Walking across a stage to receive a diploma is a time-honored tradition. So when Central Algoma Secondary School, or CASS, in Ontario, was forced to cancel its graduation ceremony due to COVID-19 restrictions, one teacher came up with an ingenious solution. Ray Gowlett, a health and physical education teacher, constructed a mobile graduation stage. Then, over the course of a weekend, he drove the pop-up stage to the homes of 72 graduating seniors, holding a series of mini ceremonies.
To add authenticity to the makeshift stage, Gowlett worked with a local graphics shop to create a print version of a CASS tapestry that has the school’s logo, which made for a perfect photo backdrop. The stage was also decorated with flowers for portable pomp and circumstance. In the photo below, Gowlett, and fellow teacher Julie Robinson, presented a diploma to graduate Erika Beitz.
Katrina Beaulieu, another recent CASS graduate, told Simplemost that the graduation ceremony was the first time her family had gathered since the start of the pandemic. Her neighbors, from their driveways, cheered her on as her name was called and as she received end-of-school merit awards.
“It was a big moment,” she said. “It felt like a light at the end of the tunnel.”
The idea for a mobile graduation stage came about in conversations between Gowlett and his daughter Sadie, who graduated from CASS this year. She asked her father to hand out degrees to her and a friend at an outdoor public stage. During the conversation with her dad, she expressed how much her peers would appreciate a similar experience and that they’d too want to pose for graduation photos on a stage.
“That’s when the wheels started turning,” Gowlett told Simplemost. “I thought, ‘We can’t get every person to walk across the stage so let’s bring a stage to every person.’”
Gowlett, who is a graduate of CASS and has been teaching at the school for more than two decades, got the green light to move forward with the reimagined plan from the graduation committee. From there, he constructed a stage in six hours and members of the school and community helped out with logistics behind the scenes.

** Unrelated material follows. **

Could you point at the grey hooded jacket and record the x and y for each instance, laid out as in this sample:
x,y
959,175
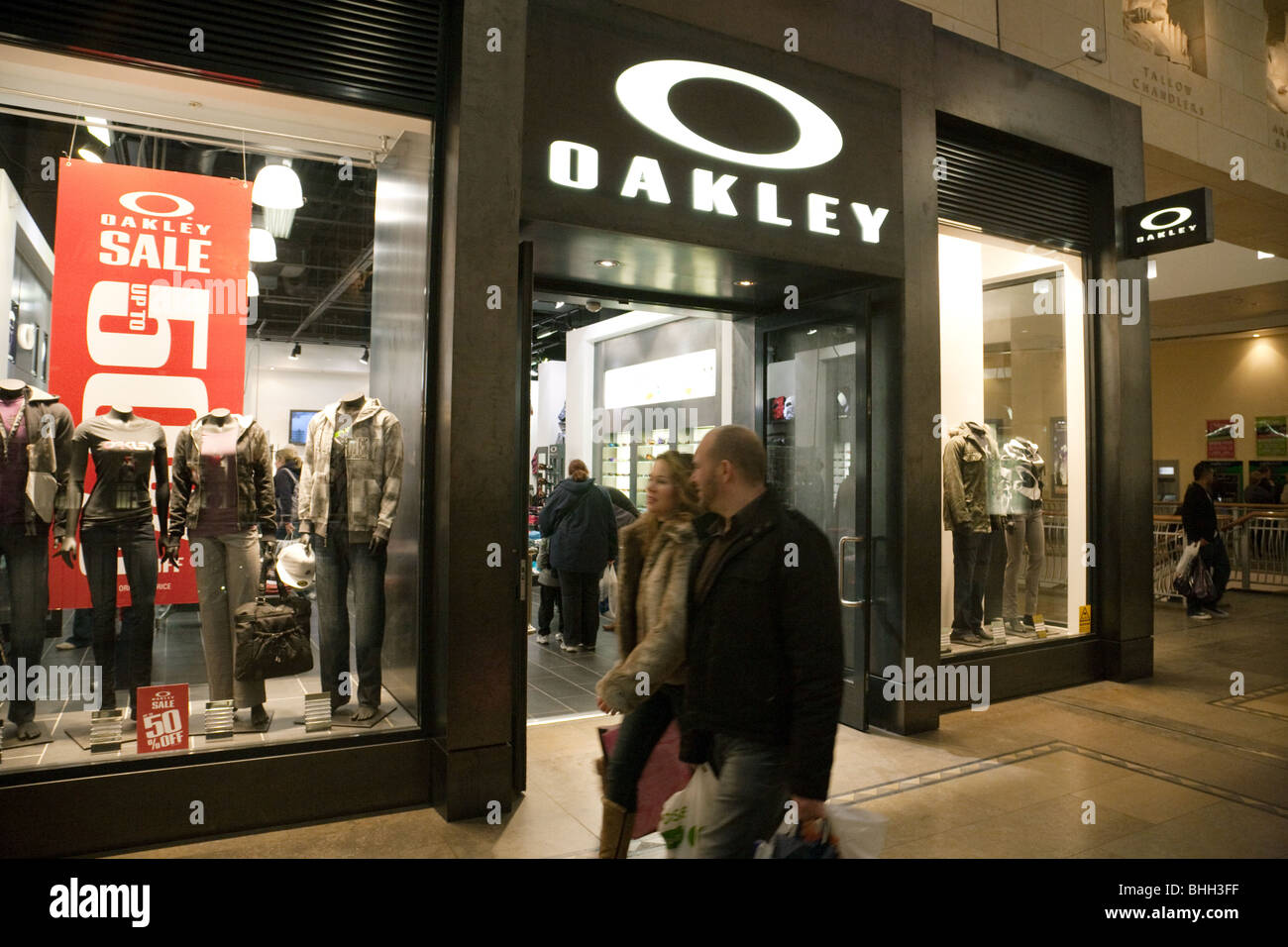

The graduation route covered nearly 250 miles over the course of a Saturday and Sunday. With single-use graduation gowns and crowds capped at 10 people, the ceremonies were COVID-compliant.
Since the onset of the pandemic, Gowlett says he’s seen his students adapt and persevere as they switched to a virtual learning format and missed out on sports seasons and dances. The students and their families were grateful for the at-home graduation ceremonies.
“We saw joy and love and hope and happiness,” he says. “It was powerful; there were a lot of tears.”